4人からのプレゼントを鞄に入れ、別れたワタシ達はそれぞれの部活へ。

体育館と武道場へ向かう舞璃と蛍と詩音とは階段で別れ、調理部の瑠美とは途中まで一緒で、廊下で別れた。


「こんにちはぁ」


美術室の扉を開き挨拶をすると、中にはすでに数人の部員がいて、ワタシの声に同じように挨拶を返してくれた。

それを受けてからワタシも中へ入り、荷物を降ろして描きかけのキャンバスを目の前に置き、絵の具と筆の準備に取り掛かった。


「杏奈ちゃんもしかして今日誕生日じゃない??」


水を入れて戻って来たところで一人の先輩に声をかけられそんなことを。


「誕生日なの!?、おお、おめでとう!」


それに対して頷くと、美術室にいる部員がみんなそれぞれ手を止めてワタシにお祝いの言葉をくれた。

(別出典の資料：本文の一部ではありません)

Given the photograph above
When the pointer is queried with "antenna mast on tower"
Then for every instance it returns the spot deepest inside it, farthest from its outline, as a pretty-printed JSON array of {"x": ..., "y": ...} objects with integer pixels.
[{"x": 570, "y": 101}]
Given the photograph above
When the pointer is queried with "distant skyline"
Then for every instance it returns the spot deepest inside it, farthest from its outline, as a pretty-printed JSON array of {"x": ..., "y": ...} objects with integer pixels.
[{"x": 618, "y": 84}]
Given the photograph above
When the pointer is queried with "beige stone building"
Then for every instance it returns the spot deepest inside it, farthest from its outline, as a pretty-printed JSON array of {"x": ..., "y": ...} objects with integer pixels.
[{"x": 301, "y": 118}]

こんなに大勢の人に一斉にお祝いされることなんて今までなかったから、何だか少し恥ずかしい。

でも、それ以上にすごく嬉しい。


「ありがとうございます!」


だからワタシは大きな声でそう返した。



しばらくお祝いの言葉をもらった後、やっとワタシも描き始めた。

今日完成するこの絵のことをずっと朝から考えていた。

それのラストスパートを描いている。

気付くとまた集中モードに入り、時間も自分の誕生日であることもその他のことも全て頭の中から抜けて、目の前の絵のことだけでいっぱいになった。

だから他の部員の人達がみんなとっくに帰ってしまっていることに気付かなかった。

それから……。


「ふぅ……出来た……」


「お疲れ様」


「えっ……」


やっと完成させることができた絵。

短く息を吐き、小さく完成を喜んでいると、すぐ近くで聞こえたお疲れ様の言葉。

驚いて声がしたほうへと顔を向けると、そこには美術室の電気でキラキラと光る金色。


「後藤先輩!?」


いつからここにいたのか、いつここに来たのか、いつから見られていたのか、全く気付かなかったワタシはすごく驚いて大きな声を上げてしまった。


「驚かせるつもりはなかったけど……驚いた??……」


それに対して先輩は苦笑いを返す。


「驚き……ました……、あっでも嫌とかそういうのじゃなくて!、単純に驚いただけで!」


「はは、うん、わかってる。絵に集中して気付いてないんだろうなぁって思っていたから」


慌てて弁解するワタシに、先輩は笑った後、そんなことを。

ワタシが絵に集中しすぎて周りが見えていないということをこんな風に軽く受け取ってくれる人なんて今まで瑠美達以外いなかった。

簡単に受け取ってくれる先輩のその優しさに、ワタシはまた驚いた。